Why Didn’t You Just Give Up?

It was our usual Wednesday morning bible study, which consists mostly of homeless people and community volunteers talking and learning together. While these studies are usually a great time of shared humanity, there’s always the chance of clashing theologies generating an argument, and this one was especially bad. In fact, it may have been more of a fight than an argument, and as it goes with such arguments, no one won.

I was teaching, and one of the participants raised a concern about a concept in the passage we were discussing. I attempted to explain, and when he rebuffed me, he added a personal slight. With tempers climbing, our responses to each other started to get more forceful. My friend who normally leads this study was present, and she managed to rein us in, but after the study ended and people began to disperse, the man planted himself in my path, and the argument continued. Over the course of the next 20 minutes, he called me a false teacher, and when I cited bible verses to argue my case, it only made him angrier. Finally, I had to leave for a meeting, and his response as I stepped around him to leave was a snarling “Yeah, you go get your house in order!” a reference to my obvious sinfulness and heresy.

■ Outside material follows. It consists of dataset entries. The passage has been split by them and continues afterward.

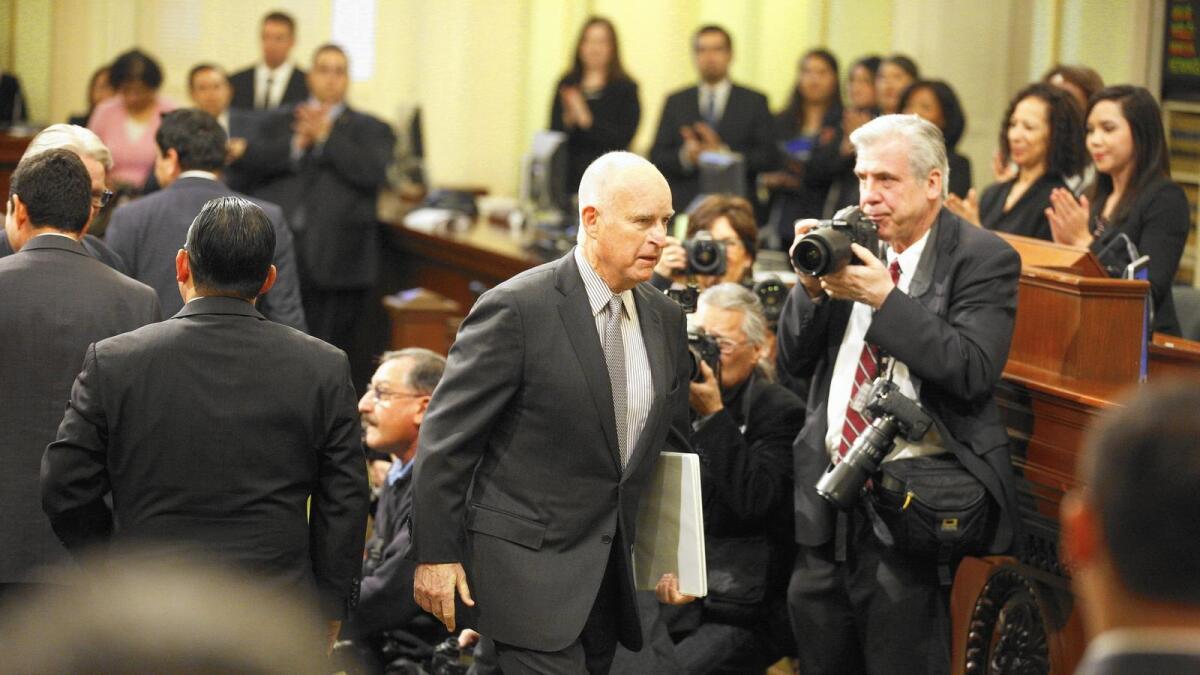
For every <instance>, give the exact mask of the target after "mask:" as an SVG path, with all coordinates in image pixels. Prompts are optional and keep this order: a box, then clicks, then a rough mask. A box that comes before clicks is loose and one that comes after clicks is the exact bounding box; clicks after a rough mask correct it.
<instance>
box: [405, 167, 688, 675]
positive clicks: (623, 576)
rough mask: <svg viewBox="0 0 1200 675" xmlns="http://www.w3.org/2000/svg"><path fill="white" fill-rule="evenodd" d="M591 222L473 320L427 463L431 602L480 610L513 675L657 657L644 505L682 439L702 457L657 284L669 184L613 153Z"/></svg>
mask: <svg viewBox="0 0 1200 675" xmlns="http://www.w3.org/2000/svg"><path fill="white" fill-rule="evenodd" d="M580 216H581V227H580V243H581V244H580V246H577V247H575V249H574V250H572V251H571V252H570V253H568V255H566V256H564V257H562V258H559V259H558V261H556V262H552V263H547V264H545V265H541V267H538V268H534V269H532V270H529V271H526V273H523V274H520V275H517V276H515V277H512V279H510V280H509V281H506V282H504V283H502V285H499V286H497V287H496V288H493V289H492V291H490V292H487V293H485V294H484V295H482V297H481V298H480V299H479V301H478V303H476V304H475V306H474V309H472V311H470V313H469V315H468V316H467V318H466V321H464V322H463V324H462V328H461V329H460V330H458V337H457V340H456V341H455V345H454V347H452V350H451V351H450V359H449V363H448V365H446V374H445V377H444V378H443V381H442V384H439V386H438V389H437V392H434V394H433V400H432V401H431V402H430V411H428V413H427V414H426V418H425V425H424V426H422V428H421V443H420V446H421V447H420V450H419V452H418V454H416V468H415V476H414V480H415V483H414V486H413V489H414V495H413V551H412V556H413V557H414V558H415V560H416V561H418V562H420V565H419V566H418V567H416V577H415V584H414V587H415V591H414V595H415V596H416V601H418V603H419V604H420V605H421V607H422V608H425V609H426V610H427V611H430V613H432V614H433V615H434V616H437V617H438V619H440V620H442V621H443V622H444V623H445V625H446V627H448V628H450V629H454V627H455V625H456V609H455V597H456V593H457V595H460V596H461V597H462V599H463V602H464V603H466V604H468V605H472V604H473V605H474V609H475V613H478V622H476V628H478V631H479V632H480V633H482V634H484V635H486V637H488V638H491V639H493V640H494V641H496V645H497V652H498V656H499V663H500V668H502V669H503V670H504V673H510V674H515V673H534V671H536V673H577V671H581V670H583V669H584V668H587V670H588V671H590V673H607V671H608V668H610V664H611V662H612V658H613V653H614V651H616V646H617V643H618V640H619V641H620V644H623V645H625V646H626V647H629V649H632V650H638V649H641V646H642V631H641V625H640V621H638V610H637V604H636V599H635V593H634V587H632V583H634V577H632V569H631V561H630V548H631V545H632V542H634V536H635V520H636V516H637V507H638V501H640V498H641V496H642V492H643V491H644V490H646V486H647V483H648V482H649V479H650V477H652V476H653V472H654V466H655V464H656V461H658V454H659V450H662V449H664V447H665V446H666V443H667V441H668V438H670V441H671V443H672V444H674V446H676V447H677V448H679V449H684V450H686V441H685V440H684V438H685V437H686V434H688V369H689V357H688V350H686V341H685V327H684V318H683V311H682V310H680V309H679V306H678V305H676V304H674V303H672V301H671V300H670V299H667V298H666V297H665V295H664V294H662V293H659V292H656V291H655V289H654V288H653V287H650V286H649V285H648V283H646V282H647V281H648V280H649V277H650V273H652V271H653V269H654V265H655V263H656V262H658V258H659V255H660V253H661V252H662V247H664V245H665V244H666V226H667V222H668V221H670V220H671V216H672V209H671V190H670V187H668V186H667V183H666V180H665V179H664V178H662V174H660V173H659V172H658V169H655V168H654V167H653V166H652V165H650V163H649V162H647V161H646V160H644V159H642V157H638V156H637V155H632V154H630V153H610V154H607V155H604V156H601V157H600V159H599V160H596V161H595V162H593V165H592V166H590V167H589V168H588V169H587V172H584V174H583V180H582V183H581V185H580ZM671 432H673V434H671ZM472 477H474V479H472Z"/></svg>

My meeting was with the same friend who normally runs the study, and she asked me about the encounter. I recounted the whole argument, feeling mad at myself for getting sucked into it (even if I had been “right”). And then, in just six simple words, she made me see the situation differently:

Why didn’t you just give up?

I was a little dumbfounded, but then I thought about it: the man clearly wasn’t budging on his views. I wasn’t doing him any favors by standing there and barely keeping my cool as I “defended orthodoxy” or whatever. So why was I still arguing? Why didn’t I just give up and move on? Why not agree to disagree and get on with our lives?

While we may cite righteous reasons for arguing, our real motivations are often ego, anger, and the satisfaction of being right. It’s not about defending the bible or the church or orthodoxy or any of that. If it were, we’d recognize such stalemates and be willing to walk away. Instead, arguments have a way of pulling us in, particularly on social media. The determination to be right, the pleasure we feel at righteous anger, how smart it makes us look and feel— it’s a trap. It’s contrary to the Gospel.

Christians worship a God who, when confronted,
surrendered to the authorities,
a God who, when faced with death,
accepted it,
a God who, even while walking among us here on earth,
has never been threatened by our disbelief or our disagreement or our disparaging remarks.
So maybe we should stop pretending like this God needs our protection.

It’s okay to give up,
to walk away,
to move on,
to pick your battles,
to keep yourself humble.
Some minds will never be changed,
and this God doesn’t need your protection,
so really, honestly, what are you trying to prove?